As we get $4$ states (renaming state component to binary states), we need two FFs to implement it.

Let $A$ and $B$ be present states, $x$ be the input and $y$ be the output.$$\small \begin{array}{c|c|c|c|cc|cc|}

\text{Present State}&\text{Input}&\text{Next State}&\text{Output}&\rlap{\text{FF}}&&\rlap{\text{FF}}\\

&&&&\rlap{\text{inputs}}&&\rlap{\text{inputs}}\\

\hline

AB&X&A'B'&Y&J_A&K_A&J_B&K_B\\\hline

00&0&01&0&0&X&1&X\\

00&1&00&1&0&X&0&X\\

01&0&10&0&1&X&X&1\\

01&1&00&1&0&X&X&1\\

10&0&10&1&X&0&0&X\\

10&1&11&0&X&0&1&X\\

11&0&10&1&X&0&X&1\\

11&1&00&0&X&1&X&1\\

\end{array}$$ \begin{array}{cc|cc} Q_t&Q_{t+1}&J&K\\\hline 0&0&0&X\\0&1&1&X\\1&0&X&1\\1&1&X&0\end{array}

### 16 Comments

Shaik Masthan Please add your answer. I want to learn to design circuit without Master Slave Filp Flop also

there is no specific representation for Master-slave FF, in this answer the A flipflop and B flipflops are Master slave Flipflop's only ! ( the internal circuit is different for normal and master-slave, but o/p is same. )

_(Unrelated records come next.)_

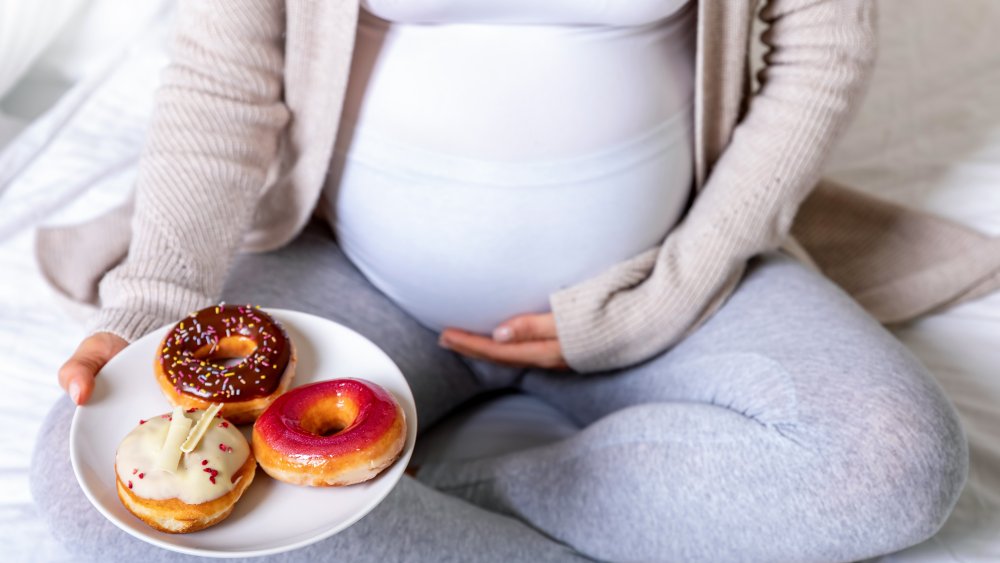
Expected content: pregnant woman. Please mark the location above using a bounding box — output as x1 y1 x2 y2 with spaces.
34 0 967 561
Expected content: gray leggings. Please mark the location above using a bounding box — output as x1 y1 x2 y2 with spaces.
32 225 968 563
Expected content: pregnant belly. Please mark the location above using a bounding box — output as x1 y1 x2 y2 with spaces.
327 112 692 333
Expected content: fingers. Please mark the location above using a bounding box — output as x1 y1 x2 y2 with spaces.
441 329 567 370
59 332 128 405
493 313 557 342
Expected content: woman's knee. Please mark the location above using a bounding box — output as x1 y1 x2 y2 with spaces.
830 368 969 555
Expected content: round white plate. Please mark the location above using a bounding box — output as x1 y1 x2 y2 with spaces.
70 309 417 557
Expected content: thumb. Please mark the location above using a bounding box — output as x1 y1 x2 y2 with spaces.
493 313 556 342
59 332 128 405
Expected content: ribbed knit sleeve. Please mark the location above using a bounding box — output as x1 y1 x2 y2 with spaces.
550 0 875 372
91 0 289 340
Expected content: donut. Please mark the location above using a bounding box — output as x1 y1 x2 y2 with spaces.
115 407 257 534
251 379 406 487
153 304 296 424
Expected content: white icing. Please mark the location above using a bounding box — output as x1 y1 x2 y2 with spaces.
115 410 250 504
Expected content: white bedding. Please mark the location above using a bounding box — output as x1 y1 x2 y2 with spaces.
0 0 1000 562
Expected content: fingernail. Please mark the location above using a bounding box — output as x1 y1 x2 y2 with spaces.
69 379 80 405
493 326 514 342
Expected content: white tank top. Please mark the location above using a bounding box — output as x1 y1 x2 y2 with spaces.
323 0 695 333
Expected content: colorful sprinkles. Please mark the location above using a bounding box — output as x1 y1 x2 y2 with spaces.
159 303 291 402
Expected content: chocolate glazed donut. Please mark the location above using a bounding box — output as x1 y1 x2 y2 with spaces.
153 304 296 424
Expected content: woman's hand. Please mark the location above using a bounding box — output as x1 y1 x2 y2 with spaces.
59 332 128 405
440 313 569 370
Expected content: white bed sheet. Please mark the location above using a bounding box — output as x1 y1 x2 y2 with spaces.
0 0 1000 562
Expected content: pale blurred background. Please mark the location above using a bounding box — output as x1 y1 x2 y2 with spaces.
0 0 1000 562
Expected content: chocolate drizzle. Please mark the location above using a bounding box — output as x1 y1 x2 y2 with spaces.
157 304 291 403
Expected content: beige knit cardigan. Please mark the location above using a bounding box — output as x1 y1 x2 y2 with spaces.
38 0 1000 371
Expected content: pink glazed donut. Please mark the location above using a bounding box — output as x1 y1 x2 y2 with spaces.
252 379 406 487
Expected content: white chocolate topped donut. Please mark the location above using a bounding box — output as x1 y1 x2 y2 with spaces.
115 409 250 504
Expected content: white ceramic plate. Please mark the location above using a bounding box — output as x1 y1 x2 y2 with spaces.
70 310 417 557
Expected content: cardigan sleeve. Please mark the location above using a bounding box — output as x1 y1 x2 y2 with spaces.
90 0 289 340
550 0 875 372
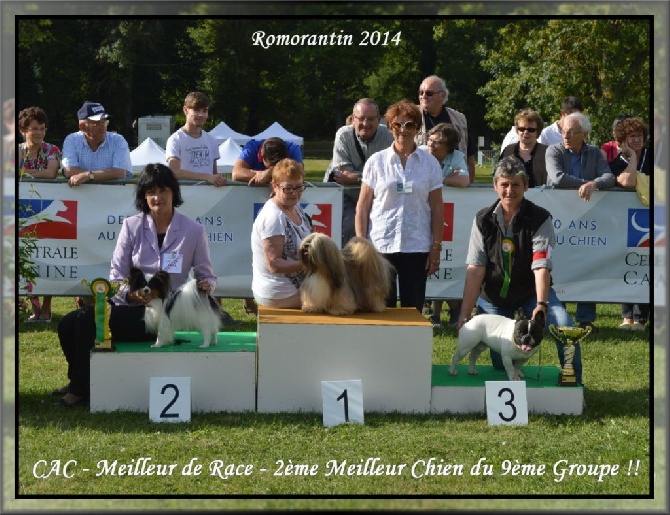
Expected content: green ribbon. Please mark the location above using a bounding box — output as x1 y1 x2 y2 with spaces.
500 238 514 299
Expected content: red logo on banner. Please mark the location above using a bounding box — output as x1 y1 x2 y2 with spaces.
442 202 454 241
19 199 77 240
300 203 333 237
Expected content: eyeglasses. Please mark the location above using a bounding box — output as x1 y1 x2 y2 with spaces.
391 120 419 132
354 115 379 123
561 131 584 138
419 89 444 98
277 184 307 193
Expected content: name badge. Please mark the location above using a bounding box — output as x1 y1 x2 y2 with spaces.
161 252 184 274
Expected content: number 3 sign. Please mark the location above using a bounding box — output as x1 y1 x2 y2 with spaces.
149 377 191 422
321 379 364 427
486 381 528 426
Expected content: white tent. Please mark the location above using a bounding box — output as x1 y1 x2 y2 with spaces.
216 138 242 173
130 138 167 173
209 122 251 146
253 122 304 146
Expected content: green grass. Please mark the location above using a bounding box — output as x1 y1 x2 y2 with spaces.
10 298 664 509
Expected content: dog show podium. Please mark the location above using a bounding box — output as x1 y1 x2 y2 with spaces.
90 332 256 413
256 306 433 413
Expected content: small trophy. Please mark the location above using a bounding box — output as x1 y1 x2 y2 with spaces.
549 325 592 386
81 277 122 351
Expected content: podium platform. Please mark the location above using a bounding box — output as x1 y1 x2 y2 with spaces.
90 332 256 412
431 364 584 415
256 306 433 413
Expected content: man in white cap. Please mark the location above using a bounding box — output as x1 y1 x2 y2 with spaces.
63 101 133 186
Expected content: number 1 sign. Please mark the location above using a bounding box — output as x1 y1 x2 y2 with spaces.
321 379 364 427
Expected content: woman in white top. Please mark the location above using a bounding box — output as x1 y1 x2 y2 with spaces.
356 100 444 312
251 159 312 309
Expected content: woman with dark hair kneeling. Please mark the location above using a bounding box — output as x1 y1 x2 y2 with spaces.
52 163 216 406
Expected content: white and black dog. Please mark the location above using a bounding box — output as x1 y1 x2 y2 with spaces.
449 310 546 381
128 267 223 349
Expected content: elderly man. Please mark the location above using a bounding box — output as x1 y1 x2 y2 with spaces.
63 101 133 186
457 156 582 384
415 75 477 183
537 97 584 146
165 91 226 186
323 98 393 245
545 113 616 200
233 137 303 186
545 113 616 330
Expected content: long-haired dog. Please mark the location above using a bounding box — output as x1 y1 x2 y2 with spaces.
128 267 223 349
300 232 356 316
342 236 392 313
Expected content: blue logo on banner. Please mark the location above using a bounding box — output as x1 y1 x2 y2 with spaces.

Then Why my answer is not Matching ?

without state diagram, i tried and got with 3-FF, it is not minimized !

Just one doubt how could you replace q0 with 00.. why can't we replace it with 11(or any other combination).. can you please help me with this @Shaik Masthan @Praveen Saini

normally in the state diagram, the states are represented the o/p of FF's only.

Here what is the output of FF, we don't know about it right ??

By taking the initial state as 00, we form that entire sequence !

I agree we generally take 00 as initial state unless it is specified to take any other value, but how will the second state be 01 ? :(

@Shaik Masthan Sir

the master slave JK flipflop are a modification of normal JK flipflop to avoid RACE AROUND condition in JK Flipflop when we use level trigerred flipflops.

If we use edge trigerred then no use of master slave JK flipflop.right?